UBS Intellectual Capital Cryptocurrency Tech Faces a Bumpy Road to Adoption


01 Feb 2018

By Kevin Dennean, David Perlman and Matthew DeMichiel

While we remain skeptical on cryptocurrencies, we still believe their underlying technology – blockchain – has promise. Also known as distributed ledger technology (DLT), we believe this new class of technology will have application across multiple industries and, one day, drive significant economic value.

That said, although we believe DLT is where the "rubber meets the road" for innovative ledger and data sharing technology, we think there could be significant friction that will likely impede widespread adoption for a number of years.

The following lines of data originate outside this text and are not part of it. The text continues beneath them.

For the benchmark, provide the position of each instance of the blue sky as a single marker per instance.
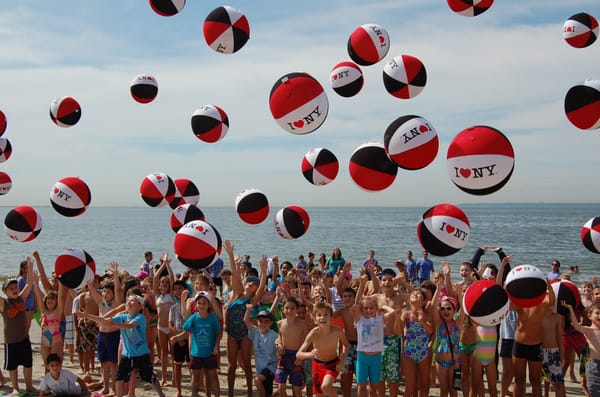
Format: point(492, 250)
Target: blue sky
point(508, 68)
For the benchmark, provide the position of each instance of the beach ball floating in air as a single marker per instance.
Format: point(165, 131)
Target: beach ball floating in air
point(444, 230)
point(480, 160)
point(65, 111)
point(411, 142)
point(320, 166)
point(252, 206)
point(23, 223)
point(486, 302)
point(210, 123)
point(526, 286)
point(226, 30)
point(74, 268)
point(291, 222)
point(404, 76)
point(298, 103)
point(70, 196)
point(582, 105)
point(580, 30)
point(371, 168)
point(197, 244)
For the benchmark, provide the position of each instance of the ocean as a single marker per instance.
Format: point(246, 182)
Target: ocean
point(532, 233)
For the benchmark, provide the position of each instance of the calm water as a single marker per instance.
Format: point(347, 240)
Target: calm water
point(532, 233)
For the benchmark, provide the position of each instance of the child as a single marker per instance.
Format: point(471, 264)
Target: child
point(60, 382)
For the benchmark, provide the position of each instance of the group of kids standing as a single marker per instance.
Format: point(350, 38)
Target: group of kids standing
point(306, 326)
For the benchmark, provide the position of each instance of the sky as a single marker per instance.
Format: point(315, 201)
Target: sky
point(508, 68)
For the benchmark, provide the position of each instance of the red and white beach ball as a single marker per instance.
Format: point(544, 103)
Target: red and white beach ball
point(320, 166)
point(252, 206)
point(291, 222)
point(74, 268)
point(368, 44)
point(580, 30)
point(226, 30)
point(65, 111)
point(444, 230)
point(210, 123)
point(157, 189)
point(197, 244)
point(486, 302)
point(480, 160)
point(70, 196)
point(582, 105)
point(371, 168)
point(346, 79)
point(298, 103)
point(185, 213)
point(411, 142)
point(23, 223)
point(526, 286)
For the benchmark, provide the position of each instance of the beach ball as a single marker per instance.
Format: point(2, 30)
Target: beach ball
point(480, 160)
point(197, 244)
point(320, 166)
point(582, 105)
point(210, 123)
point(470, 8)
point(226, 30)
point(404, 76)
point(70, 196)
point(371, 168)
point(143, 88)
point(185, 213)
point(580, 30)
point(411, 142)
point(23, 223)
point(298, 103)
point(486, 302)
point(157, 189)
point(74, 268)
point(368, 44)
point(526, 286)
point(291, 222)
point(346, 79)
point(167, 8)
point(65, 111)
point(590, 235)
point(252, 206)
point(444, 230)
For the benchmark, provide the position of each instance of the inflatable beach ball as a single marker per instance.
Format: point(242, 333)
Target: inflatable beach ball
point(65, 111)
point(371, 168)
point(226, 30)
point(480, 160)
point(320, 166)
point(368, 44)
point(580, 30)
point(486, 302)
point(210, 123)
point(298, 103)
point(411, 142)
point(291, 222)
point(70, 196)
point(197, 244)
point(444, 230)
point(526, 286)
point(582, 105)
point(74, 268)
point(157, 190)
point(23, 223)
point(346, 79)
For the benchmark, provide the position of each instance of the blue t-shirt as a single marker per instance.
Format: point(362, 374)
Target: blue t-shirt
point(134, 339)
point(204, 334)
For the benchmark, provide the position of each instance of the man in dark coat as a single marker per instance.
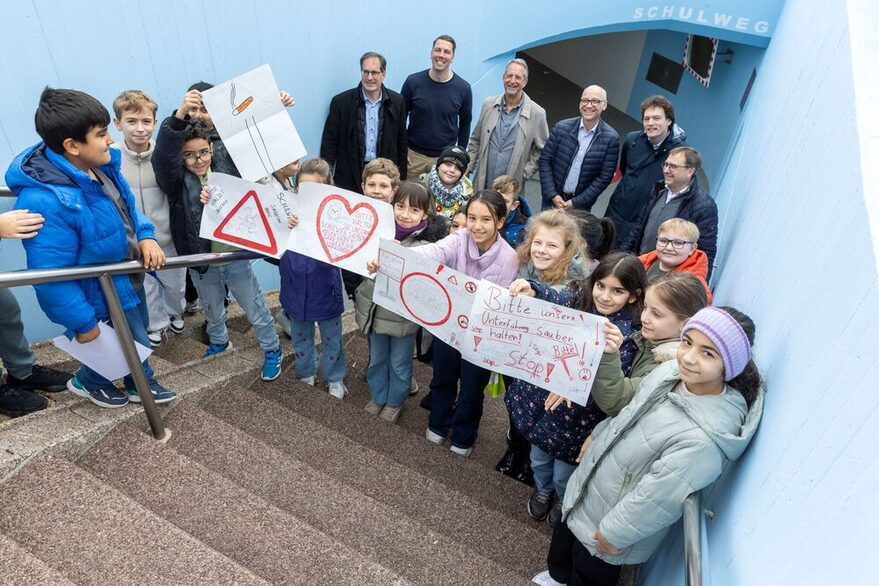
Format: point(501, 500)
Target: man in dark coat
point(364, 123)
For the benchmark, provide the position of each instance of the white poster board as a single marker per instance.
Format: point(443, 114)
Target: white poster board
point(257, 130)
point(340, 227)
point(248, 215)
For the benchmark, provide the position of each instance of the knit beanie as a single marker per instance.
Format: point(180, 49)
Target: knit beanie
point(727, 336)
point(456, 156)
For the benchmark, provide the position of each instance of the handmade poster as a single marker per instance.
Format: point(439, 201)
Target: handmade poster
point(340, 227)
point(257, 130)
point(248, 215)
point(103, 354)
point(424, 291)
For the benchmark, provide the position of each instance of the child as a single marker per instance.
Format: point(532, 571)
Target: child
point(165, 290)
point(447, 183)
point(391, 337)
point(699, 412)
point(480, 253)
point(555, 427)
point(73, 179)
point(183, 161)
point(677, 251)
point(311, 291)
point(518, 211)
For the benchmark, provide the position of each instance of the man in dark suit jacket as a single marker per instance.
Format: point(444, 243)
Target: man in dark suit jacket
point(365, 123)
point(580, 156)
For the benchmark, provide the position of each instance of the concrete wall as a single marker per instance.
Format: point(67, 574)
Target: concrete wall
point(799, 211)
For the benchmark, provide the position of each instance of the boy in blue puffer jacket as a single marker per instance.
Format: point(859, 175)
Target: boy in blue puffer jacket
point(73, 179)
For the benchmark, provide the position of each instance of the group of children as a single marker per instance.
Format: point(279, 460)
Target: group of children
point(675, 396)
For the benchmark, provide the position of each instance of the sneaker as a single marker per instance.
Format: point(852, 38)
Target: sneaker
point(42, 378)
point(555, 514)
point(391, 414)
point(15, 402)
point(160, 394)
point(544, 579)
point(271, 366)
point(177, 324)
point(214, 349)
point(372, 408)
point(338, 389)
point(539, 504)
point(109, 396)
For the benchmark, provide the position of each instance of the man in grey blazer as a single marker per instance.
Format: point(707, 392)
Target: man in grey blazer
point(510, 132)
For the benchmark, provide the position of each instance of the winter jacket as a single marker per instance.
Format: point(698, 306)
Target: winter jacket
point(596, 171)
point(183, 187)
point(696, 206)
point(343, 144)
point(531, 134)
point(372, 319)
point(643, 463)
point(458, 251)
point(696, 263)
point(641, 166)
point(82, 226)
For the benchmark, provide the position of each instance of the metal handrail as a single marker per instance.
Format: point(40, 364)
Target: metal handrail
point(104, 274)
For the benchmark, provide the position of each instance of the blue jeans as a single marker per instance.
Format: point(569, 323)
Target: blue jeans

Case in point is the shipping industry, which has existed for millenniums; it is clearly an antiquated business that is ripe for modernization and digitalization. However, the path to modernization won't be easy. We believe there will be significant friction in getting the entire shipping ecosystem – including shipping companies, ports, customers, and regulators – not only to invest in new technology to support the DLT effort, but more importantly, to change long-standing business processes.

Rather than broad-based adoption that reinvents entire industries, it may be more plausible to expect incremental adoption of DLT for very targeted applications and use cases. For instance, global money center banks are looking to use DLT to improve efficiency in their swaps business. In this case, we think this could happen fairly quickly as there are only a few dozen money center banks worldwide and they have sophisticated IT departments. But this isn't as ambitious as reinventing shipping.

The possibility of a longer-than-expected adoption of DLT has not dampened investors' appetite for DLT-themed investment strategies. In fact, so far this year, there have already been three exchange-traded funds (ETFs) issued that focus on companies that have some sort of exposure to the DLT ecosystem. Two of the ETFs track indices while the other is actively managed.

When investing in a fund targeting an emerging industry, it’s important to remember that, oftentimes, pure-plays do not exist. So, to make up for this, the index methodologies (for passive products) or investment strategy guidelines (for active products) will incorporate both non-pure-play companies as well as companies within related industries.

For DLT, this seems to be taken to the extreme. The industry is so new that most companies do not have reporting guidelines that separate out revenues and spending derived from DLT. Further, the universe of companies using the technology in a meaningful way is extremely limited. So, there is no standard on what criteria to use to measure meaningful DLT exposure for inclusion in a fund.

To make up for the lack of criteria, the ETF index methodologies or investment strategy guidelines will instead rely on analyzing a company's products or services, investor resources (financial reports, earnings releases, etc.), and news outlets or industry reports that provide information on a company’s current or future plans for DLT.

Companies that directly or indirectly enable the use of DLT products and services as well as companies that could use or stand to benefit from the technology could be included. Due to this broad definition and low thresholds to satisfy the criteria, you'll see a wide range of companies within the ETFs. This may include, but is not limited to, large technology companies, semiconductors, banks, and capital markets companies. Over time, as the DLT ecosystem develops, a purer-play universe may develop.

Over the last few years, both companies and investors alike began to realize the potential of DLT. Now, in 2018, we stand at a point where key early DLT adopters will begin to transition identified use cases from 'proof-of-concept' into 'production parallel' where the goal is to scale an application while testing for shortfalls and inefficiencies, and by the end, determine whether a concept will provide increased value compared to the legacy technology.

While corporate IT spending on DLT is estimated to grow at a compounded annual growth rate of 81.2% over the next five years, according International Data Corporation (IDC), the percentage of overall IT spending dedicated to DLT will remain low with estimates of spending reaching only $9.2 billion by 2021. If we compare this against the $3.4 trillion in global IT spending as of the end of 2016, we can see that company spending on DLTs will remain just a footnote over the foreseeable future.

In sum, we do not see DLT as a meaningful driver of returns or operational efficiencies at this time. And we believe it could take years for DLT to impact the bottom lines of the world's larger, publicly-traded corporations. But the technology still holds promise.